Смерть являлась мне во всем своем блеске и ужасе.
Я много думал о смерти. Сперва мне казалось, что она прячется за дверью, с поразительным искусством нарисованной в углу моей комнаты. Почему вдруг неведомому художнику взбрело в голову написать в углу комнаты чуть приоткрытую дверь, к которой я приникал чуть не каждую ночь, пытаясь расслышать какие-то голоса, шепоты, шорохи, звуки, — о Господи, эта дверь! Мне так и не удалось открыть ее в своих снах, хотя теперь я, кажется, догадываюсь, кого мне предстоит там встретить.
Когда родители покидали дом, где я вырос, вдруг обнаружилось, что крыльцо имеет не четыре, как я всегда думал, а три ступеньки. Три. Но и до сих пор, пытаясь в сновидениях вернуться в родительский дом, я спотыкаюсь — о четвертую ступеньку.

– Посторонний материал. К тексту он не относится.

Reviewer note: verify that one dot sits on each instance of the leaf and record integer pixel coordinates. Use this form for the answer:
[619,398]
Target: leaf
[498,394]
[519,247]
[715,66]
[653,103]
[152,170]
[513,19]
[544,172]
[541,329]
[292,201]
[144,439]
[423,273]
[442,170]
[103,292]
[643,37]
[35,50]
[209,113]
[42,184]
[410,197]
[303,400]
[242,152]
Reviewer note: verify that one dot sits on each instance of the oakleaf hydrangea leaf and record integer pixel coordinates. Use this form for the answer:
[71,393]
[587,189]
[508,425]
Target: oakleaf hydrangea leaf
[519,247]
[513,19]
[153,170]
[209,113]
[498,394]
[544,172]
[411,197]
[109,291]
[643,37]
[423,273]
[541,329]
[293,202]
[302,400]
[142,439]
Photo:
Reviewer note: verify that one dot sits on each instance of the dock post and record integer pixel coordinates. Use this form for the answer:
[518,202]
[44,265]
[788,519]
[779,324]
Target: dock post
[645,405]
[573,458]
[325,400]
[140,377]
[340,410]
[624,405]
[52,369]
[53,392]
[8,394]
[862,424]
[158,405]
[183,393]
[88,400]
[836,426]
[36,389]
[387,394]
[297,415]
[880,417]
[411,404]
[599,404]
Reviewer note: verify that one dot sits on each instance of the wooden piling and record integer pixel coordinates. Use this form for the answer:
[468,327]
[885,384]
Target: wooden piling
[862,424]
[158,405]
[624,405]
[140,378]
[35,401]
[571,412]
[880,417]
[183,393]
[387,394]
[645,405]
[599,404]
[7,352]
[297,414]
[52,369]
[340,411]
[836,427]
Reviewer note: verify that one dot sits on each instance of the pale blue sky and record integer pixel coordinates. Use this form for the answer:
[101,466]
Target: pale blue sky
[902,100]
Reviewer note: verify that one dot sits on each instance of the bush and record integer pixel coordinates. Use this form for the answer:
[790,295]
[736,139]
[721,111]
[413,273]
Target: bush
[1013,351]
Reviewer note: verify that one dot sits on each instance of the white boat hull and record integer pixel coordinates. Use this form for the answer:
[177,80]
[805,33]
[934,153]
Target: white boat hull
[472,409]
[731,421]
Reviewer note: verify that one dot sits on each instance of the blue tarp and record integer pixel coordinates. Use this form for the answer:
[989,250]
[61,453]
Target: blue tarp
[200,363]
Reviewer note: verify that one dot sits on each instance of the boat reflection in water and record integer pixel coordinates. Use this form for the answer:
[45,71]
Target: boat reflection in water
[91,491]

Кажется, Аристотель ввел в эстетику понятие ta genoma — так и было, то есть было именно так, а не иначе, — понятие, до сих пор смущающее тех, кто в поисках гармонии факта и вымысла балансирует между игрой ума и памятью сердца. Иногда я с обескураживающей ясностью понимаю: был Макс, была Магилена, был Тихий Коля, сраженный любовью у моих ног, — а вот яблока, возможно, и не было. Я не уверен. Или все же было? Ведь без него не было бы этой истории…
Мне много раз доводилось видеть похороны и даже участвовать в похоронных процессиях. Мимо нашего дома на Семерке плыла, покачиваясь на выбоинах в краснокирпичной мостовой, выкрашенная черным лаком полуторка с откинутыми бортами, в кузове которой на блестящих еловых лапах и охапках пахучей туи стоял обтянутый ситцем гроб, — за машиной брели родные и близкие, в спины которым дышали полупьяные музыканты во главе с Шопеном, Вагнером и Чекушкой, выдувавшим из своей мятой трубы божественно печальные звуки…
Но вот так, лицом к лицу, я впервые столкнулся со смертью, когда вскоре после похорон прекрасной Магилены ко мне с жалкой улыбочкой ни с того ни с сего приблизился сумасшедший Тихий Коля с золотым яблоком на ладони и вдруг упал и умер, уронив яблоко в алую пыль Семерки — оно покатилось к охваченному ужасом юноше…
И что?
Конечно же, я спотыкаюсь о четвертую ступеньку.
Та genomena.
Умерла Магилена. Умер Тихий Коля. Умер Макс.